Abir Ali, DTATI Cand.
Pickering, ON

Collage with poem by Shailja Patel, used with permission.

To envision justice for communities is to empower that which is held hostage by the weeds of prejudice. Moving away from the “multi”-culture of assimilating to the majority that systemically implies hierarchy. Rather, headlining the dissemblance to form the basis of unapologetic identity.

To envision culture is to immerse the senses in an ancestral exploration. The folklore of civilizations, carrying wisdoms and mysteries of healing.

Art envisions identity for the soul at its encounter. Art soothes the soul in its warm embrace of life.

To envision decolonization, is to deliver the vernacular.* Blooming roots, breaking the glass ceiling.

We contain spaces of healing to envision. We contain transformative movement through imagery to envision.

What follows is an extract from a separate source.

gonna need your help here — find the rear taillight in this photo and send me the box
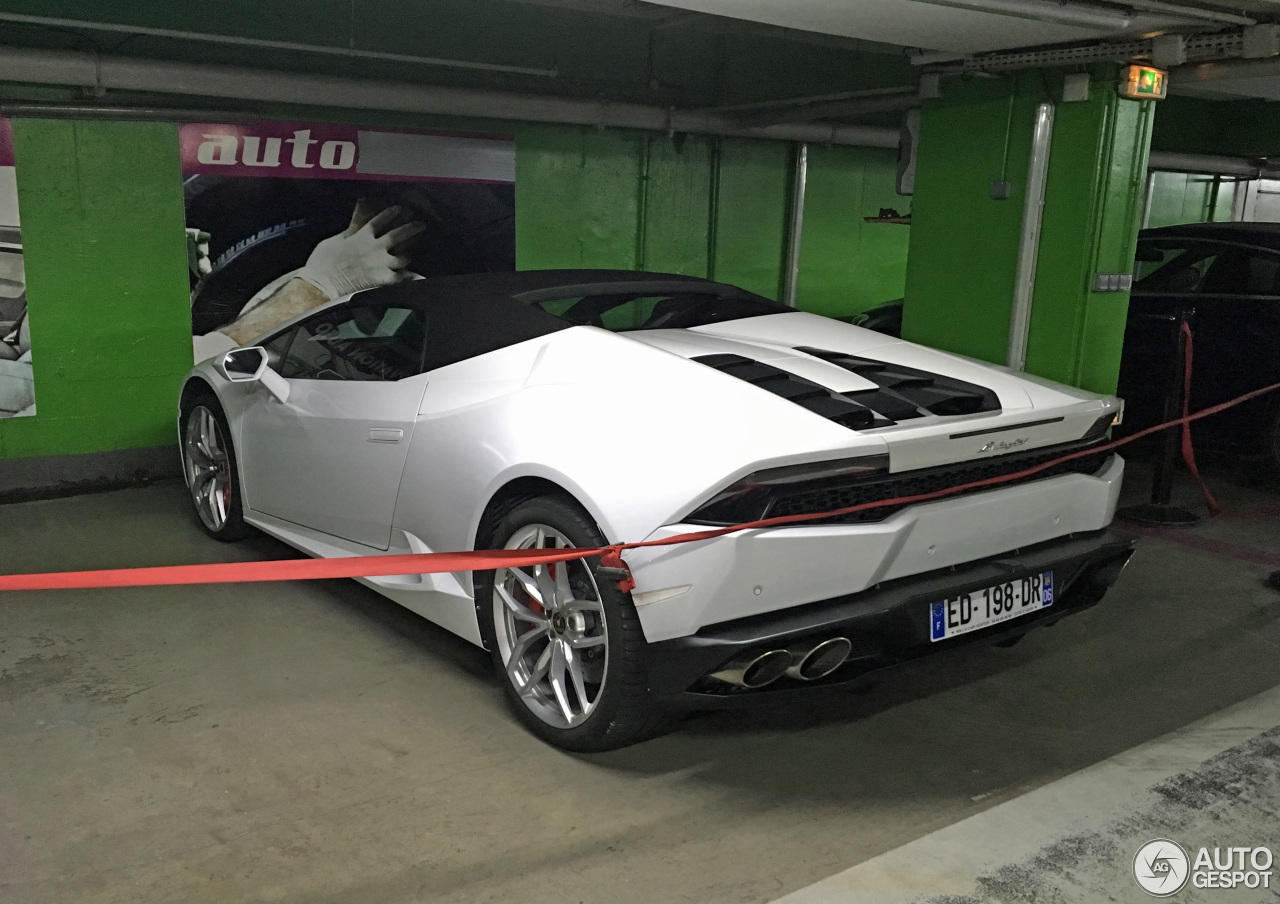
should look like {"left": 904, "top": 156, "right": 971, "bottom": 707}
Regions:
{"left": 687, "top": 454, "right": 890, "bottom": 525}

*In colonization, those things that are native and common to a place are pushed below that which is of the colonizing state. For example, with language in Pakistan, new generations are more fluent in English than Urdu. Regarding architecture, corporate chains like McDonald’s sticking out amidst local, stone houses. "Delivering" the vernacular is a type of irony meant to invite readers to imagine native/local qualities like language returning to that which was and those who were colonized.

Poetry: “Dreaming In Gujarati,” in Migritude by Shailja Patel (2008).